Data also show the need for dose intensification after 12 weeks among 23% to 46% of patients, discontinuation among 5% to 13% and relapse after discontinuation at 12 months among 28% of patients with ulcerative colitis, according to Loftus.
“We have these mechanistic failures that we don’t completely understand and, of course, there are adverse events,” he said. “So, how do we get around it? It has been proposed that dual therapy might work.”

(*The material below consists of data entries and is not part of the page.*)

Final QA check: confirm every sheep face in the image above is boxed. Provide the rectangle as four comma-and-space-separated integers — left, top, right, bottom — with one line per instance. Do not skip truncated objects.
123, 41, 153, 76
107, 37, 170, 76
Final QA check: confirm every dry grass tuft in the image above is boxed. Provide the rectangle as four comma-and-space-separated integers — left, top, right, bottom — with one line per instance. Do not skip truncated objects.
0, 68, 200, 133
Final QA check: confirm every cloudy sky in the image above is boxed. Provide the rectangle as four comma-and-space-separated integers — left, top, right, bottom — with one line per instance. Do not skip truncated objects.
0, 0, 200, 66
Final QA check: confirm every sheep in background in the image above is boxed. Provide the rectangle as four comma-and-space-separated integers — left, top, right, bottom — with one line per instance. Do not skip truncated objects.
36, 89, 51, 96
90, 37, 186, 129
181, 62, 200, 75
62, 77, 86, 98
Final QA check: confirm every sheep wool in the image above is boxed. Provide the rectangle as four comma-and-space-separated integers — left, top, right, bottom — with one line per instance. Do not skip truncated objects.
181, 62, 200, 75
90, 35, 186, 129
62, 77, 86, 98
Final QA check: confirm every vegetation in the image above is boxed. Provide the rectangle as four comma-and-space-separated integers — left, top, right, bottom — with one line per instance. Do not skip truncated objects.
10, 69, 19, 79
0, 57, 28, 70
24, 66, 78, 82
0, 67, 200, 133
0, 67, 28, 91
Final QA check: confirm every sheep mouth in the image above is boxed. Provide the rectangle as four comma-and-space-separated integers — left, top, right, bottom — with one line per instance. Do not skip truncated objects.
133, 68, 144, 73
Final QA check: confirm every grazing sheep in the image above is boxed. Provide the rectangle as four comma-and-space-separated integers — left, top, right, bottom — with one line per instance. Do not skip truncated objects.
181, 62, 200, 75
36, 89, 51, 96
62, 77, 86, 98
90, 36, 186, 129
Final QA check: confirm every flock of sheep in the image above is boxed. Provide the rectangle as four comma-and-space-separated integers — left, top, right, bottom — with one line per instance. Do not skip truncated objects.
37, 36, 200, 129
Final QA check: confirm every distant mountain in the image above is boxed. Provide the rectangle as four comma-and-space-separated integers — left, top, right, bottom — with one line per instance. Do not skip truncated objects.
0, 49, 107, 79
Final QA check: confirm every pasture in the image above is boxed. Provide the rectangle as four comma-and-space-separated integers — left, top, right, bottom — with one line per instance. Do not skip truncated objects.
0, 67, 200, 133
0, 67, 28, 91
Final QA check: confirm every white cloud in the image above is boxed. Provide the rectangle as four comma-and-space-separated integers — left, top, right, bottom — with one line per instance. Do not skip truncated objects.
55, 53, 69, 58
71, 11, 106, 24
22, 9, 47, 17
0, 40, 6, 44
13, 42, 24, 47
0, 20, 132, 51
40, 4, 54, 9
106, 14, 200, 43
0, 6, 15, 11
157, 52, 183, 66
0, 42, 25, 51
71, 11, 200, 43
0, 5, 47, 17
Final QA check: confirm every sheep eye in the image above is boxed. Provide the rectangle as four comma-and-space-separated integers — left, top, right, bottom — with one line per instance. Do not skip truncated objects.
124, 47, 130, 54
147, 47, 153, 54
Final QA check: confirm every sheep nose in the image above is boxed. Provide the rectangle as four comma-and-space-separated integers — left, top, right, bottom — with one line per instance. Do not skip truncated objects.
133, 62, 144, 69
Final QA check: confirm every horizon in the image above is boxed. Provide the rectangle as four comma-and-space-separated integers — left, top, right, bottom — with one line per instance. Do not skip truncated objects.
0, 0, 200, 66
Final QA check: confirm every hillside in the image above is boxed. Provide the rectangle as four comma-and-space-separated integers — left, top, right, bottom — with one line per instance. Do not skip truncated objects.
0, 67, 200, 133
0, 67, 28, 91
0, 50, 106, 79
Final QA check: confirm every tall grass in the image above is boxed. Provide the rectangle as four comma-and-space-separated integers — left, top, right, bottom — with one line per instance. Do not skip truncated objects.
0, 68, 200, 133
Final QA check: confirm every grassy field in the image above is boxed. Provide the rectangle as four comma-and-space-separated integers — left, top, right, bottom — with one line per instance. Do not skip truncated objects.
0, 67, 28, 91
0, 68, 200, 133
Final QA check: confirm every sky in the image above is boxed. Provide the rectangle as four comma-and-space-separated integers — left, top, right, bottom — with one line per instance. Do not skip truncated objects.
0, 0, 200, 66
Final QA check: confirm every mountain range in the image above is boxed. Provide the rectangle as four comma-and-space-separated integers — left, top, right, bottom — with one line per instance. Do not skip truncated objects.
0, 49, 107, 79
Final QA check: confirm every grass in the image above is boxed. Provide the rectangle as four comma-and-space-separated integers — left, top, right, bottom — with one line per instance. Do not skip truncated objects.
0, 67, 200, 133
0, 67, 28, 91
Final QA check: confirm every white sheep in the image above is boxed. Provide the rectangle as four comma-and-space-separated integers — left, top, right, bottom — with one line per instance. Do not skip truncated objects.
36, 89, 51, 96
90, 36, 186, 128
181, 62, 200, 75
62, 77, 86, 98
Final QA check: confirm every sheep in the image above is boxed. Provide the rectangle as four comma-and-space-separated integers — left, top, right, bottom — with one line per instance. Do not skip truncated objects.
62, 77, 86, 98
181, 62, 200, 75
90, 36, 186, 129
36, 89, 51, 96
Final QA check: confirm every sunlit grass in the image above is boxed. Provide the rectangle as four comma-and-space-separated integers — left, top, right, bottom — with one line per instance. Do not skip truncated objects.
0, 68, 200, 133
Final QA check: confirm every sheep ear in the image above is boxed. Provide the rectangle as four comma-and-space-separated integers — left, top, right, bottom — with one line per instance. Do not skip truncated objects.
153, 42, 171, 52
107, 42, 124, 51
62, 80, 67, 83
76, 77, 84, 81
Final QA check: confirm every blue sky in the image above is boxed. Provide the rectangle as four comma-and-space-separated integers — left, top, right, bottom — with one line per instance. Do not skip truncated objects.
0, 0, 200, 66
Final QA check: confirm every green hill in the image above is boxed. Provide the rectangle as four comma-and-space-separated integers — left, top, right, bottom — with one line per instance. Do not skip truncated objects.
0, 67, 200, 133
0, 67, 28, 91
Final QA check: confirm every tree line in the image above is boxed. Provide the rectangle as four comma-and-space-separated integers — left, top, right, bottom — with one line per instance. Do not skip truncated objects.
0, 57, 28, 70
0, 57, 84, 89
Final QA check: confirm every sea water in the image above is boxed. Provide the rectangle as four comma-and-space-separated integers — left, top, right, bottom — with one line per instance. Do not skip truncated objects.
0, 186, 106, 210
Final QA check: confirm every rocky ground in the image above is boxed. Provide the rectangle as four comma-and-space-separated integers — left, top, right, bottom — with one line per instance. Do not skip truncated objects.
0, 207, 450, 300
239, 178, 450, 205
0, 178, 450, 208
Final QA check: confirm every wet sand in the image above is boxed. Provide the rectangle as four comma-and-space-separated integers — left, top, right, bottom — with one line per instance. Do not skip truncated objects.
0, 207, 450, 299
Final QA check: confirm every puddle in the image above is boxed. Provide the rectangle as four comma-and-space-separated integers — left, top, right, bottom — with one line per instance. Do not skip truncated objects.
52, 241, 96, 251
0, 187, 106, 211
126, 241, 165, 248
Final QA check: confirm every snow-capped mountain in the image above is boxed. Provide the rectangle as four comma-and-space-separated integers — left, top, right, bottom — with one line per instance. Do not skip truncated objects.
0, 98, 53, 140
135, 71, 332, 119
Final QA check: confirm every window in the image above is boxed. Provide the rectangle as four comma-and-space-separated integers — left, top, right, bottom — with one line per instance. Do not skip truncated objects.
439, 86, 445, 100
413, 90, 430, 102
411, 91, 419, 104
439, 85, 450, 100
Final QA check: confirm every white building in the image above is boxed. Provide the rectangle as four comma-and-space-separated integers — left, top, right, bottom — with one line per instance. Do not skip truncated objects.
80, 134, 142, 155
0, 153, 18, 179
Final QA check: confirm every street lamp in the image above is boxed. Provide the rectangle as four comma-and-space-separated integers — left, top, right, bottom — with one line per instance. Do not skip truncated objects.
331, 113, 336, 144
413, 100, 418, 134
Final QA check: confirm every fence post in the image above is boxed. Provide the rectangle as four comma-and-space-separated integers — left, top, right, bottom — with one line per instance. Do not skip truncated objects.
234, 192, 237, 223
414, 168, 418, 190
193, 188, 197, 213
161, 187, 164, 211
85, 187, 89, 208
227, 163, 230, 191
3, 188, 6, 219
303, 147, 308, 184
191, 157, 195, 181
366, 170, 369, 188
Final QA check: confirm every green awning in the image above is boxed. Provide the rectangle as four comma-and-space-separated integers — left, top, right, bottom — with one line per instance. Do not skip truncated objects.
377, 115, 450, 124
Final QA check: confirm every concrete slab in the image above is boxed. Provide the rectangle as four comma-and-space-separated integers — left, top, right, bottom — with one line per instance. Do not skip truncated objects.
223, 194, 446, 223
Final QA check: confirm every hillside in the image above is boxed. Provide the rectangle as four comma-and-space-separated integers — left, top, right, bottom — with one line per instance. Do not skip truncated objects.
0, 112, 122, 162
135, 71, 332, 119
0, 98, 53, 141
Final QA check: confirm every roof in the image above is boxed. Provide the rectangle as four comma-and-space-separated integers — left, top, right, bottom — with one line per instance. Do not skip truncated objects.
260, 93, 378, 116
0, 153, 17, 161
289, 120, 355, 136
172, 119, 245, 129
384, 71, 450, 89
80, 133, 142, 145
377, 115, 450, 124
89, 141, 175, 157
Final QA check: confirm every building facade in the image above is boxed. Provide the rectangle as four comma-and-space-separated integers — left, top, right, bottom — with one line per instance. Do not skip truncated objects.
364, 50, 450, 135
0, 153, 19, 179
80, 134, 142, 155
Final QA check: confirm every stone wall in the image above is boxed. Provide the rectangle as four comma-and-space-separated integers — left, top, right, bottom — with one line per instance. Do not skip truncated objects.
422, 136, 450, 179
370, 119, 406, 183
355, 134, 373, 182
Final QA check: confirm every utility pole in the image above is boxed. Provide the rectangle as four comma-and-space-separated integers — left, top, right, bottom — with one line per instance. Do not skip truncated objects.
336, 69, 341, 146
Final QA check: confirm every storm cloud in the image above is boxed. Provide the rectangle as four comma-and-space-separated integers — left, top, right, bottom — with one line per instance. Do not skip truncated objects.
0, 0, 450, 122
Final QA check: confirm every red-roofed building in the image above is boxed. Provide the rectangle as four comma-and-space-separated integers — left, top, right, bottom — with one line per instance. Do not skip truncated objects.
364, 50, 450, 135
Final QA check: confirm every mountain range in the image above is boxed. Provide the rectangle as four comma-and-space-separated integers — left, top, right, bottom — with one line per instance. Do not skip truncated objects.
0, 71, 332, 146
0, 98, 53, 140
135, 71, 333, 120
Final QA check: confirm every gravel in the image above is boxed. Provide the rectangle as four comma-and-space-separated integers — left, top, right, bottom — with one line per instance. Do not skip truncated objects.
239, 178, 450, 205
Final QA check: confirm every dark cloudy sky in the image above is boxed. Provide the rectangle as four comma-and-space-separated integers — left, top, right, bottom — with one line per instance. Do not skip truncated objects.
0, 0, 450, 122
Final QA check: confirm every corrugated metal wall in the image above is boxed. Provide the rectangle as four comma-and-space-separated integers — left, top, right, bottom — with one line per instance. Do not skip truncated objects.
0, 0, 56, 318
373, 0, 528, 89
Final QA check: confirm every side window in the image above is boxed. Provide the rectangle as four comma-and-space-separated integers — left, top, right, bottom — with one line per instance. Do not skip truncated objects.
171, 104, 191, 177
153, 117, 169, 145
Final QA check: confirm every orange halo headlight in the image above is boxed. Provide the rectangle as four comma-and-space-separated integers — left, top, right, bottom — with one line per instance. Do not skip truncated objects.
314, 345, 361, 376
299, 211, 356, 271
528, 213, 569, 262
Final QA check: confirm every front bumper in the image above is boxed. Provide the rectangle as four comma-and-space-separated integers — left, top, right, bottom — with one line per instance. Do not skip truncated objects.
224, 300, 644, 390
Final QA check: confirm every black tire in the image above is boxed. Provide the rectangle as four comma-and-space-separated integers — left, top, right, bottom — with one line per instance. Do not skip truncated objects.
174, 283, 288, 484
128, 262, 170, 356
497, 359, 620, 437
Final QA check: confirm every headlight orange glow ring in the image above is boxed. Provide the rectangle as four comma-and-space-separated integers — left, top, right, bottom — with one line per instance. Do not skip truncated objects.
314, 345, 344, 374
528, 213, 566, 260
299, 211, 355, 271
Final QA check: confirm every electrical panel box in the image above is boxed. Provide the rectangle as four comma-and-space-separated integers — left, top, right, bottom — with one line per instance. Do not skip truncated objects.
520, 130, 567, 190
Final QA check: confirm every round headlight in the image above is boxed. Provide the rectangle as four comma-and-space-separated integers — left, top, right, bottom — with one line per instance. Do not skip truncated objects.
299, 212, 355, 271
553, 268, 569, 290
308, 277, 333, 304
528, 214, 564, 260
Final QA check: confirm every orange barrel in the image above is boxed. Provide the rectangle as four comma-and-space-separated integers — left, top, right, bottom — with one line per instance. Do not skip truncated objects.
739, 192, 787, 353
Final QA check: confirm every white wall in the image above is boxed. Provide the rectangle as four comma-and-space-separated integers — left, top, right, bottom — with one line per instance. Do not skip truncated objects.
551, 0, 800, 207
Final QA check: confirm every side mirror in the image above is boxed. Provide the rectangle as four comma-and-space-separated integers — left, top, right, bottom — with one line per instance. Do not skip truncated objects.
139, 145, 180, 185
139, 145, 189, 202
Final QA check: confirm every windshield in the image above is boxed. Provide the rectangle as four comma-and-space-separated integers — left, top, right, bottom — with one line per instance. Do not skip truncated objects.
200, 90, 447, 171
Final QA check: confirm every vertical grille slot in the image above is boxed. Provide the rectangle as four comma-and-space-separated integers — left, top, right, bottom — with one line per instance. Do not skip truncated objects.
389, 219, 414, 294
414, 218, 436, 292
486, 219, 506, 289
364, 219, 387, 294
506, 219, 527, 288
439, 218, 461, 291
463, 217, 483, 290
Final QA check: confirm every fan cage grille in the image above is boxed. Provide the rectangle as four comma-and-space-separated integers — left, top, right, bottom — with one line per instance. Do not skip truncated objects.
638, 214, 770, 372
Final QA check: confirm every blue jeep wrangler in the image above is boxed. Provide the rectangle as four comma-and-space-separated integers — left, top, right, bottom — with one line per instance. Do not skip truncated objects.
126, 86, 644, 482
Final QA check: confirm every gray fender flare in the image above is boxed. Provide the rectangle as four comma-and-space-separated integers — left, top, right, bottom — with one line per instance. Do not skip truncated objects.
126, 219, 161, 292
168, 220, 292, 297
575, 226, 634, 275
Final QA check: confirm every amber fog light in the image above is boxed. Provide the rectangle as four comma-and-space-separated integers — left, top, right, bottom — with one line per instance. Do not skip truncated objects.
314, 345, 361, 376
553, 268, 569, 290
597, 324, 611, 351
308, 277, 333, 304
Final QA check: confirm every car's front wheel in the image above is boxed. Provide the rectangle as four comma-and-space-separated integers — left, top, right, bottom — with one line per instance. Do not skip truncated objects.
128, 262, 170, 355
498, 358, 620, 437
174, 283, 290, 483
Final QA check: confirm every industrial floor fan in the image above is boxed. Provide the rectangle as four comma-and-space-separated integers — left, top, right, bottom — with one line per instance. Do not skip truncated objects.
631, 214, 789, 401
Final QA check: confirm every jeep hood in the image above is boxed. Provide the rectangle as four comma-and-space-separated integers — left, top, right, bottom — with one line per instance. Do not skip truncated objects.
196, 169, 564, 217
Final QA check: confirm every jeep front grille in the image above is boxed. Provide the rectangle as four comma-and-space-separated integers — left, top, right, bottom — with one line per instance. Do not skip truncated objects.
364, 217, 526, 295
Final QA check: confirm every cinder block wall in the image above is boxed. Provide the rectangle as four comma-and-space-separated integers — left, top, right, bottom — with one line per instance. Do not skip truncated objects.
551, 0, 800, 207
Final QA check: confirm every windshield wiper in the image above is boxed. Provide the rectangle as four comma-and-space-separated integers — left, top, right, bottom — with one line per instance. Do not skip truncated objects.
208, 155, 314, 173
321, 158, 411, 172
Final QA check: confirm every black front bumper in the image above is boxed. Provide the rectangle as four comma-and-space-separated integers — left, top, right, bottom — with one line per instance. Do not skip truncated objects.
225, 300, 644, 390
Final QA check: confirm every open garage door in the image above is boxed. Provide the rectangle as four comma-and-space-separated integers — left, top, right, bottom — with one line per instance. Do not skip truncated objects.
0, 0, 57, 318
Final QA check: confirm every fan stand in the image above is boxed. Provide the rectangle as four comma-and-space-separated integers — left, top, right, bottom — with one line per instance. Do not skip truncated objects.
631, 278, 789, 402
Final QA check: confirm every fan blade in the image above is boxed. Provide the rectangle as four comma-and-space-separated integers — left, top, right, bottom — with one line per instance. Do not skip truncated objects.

Results from a systematic review and meta-analysis from Alayo and colleagues showed certain combinations induced clinical remission while maintaining low rates of adverse events: Vedolizumab (Entyvio, Takeda) plus ustekinumab (Stelara, Janssen) (47%), vedolizumab plus TNF (55%), ustekinumab plus TNF (80%), tofacitinib (Xeljanz, Pfizer) plus ustekinumab (40%), tofacitinib plus vedolizumab (48%) and tofacitinib plus TNF (56%). Adverse event rates were 12.3%, 9.6%, 0%, 0%, 1% and 0%, respectively.
Loftus cited additional results from the VEGA trial, which yielded high clinical response and remission rates at week 12 among patients with UC given combination guselkumab (Tremfya, Janssen) and golimumab (Simponi, Janssen), as well as results from the EXPLORER trial, which demonstrated endoscopic and clinical remission rates of 34.5% and 54.5%, respectively, at 26 weeks among patients with high-risk Crohn’s disease receiving combination vedolizumab, adalimumab (Humira, AbbVie) and methotrexate.
“It’s an interesting concept and we’re going to have more data in the future, especially now that we have pharmaceutical companies that have multiple assets,” Loftus said. “Whether or not we’re going to be able to do this routinely in clinical practice due to insurance hurdles remains to be seen, but we have early reports that this could be efficacious. We’re starting to see more clinical trials.”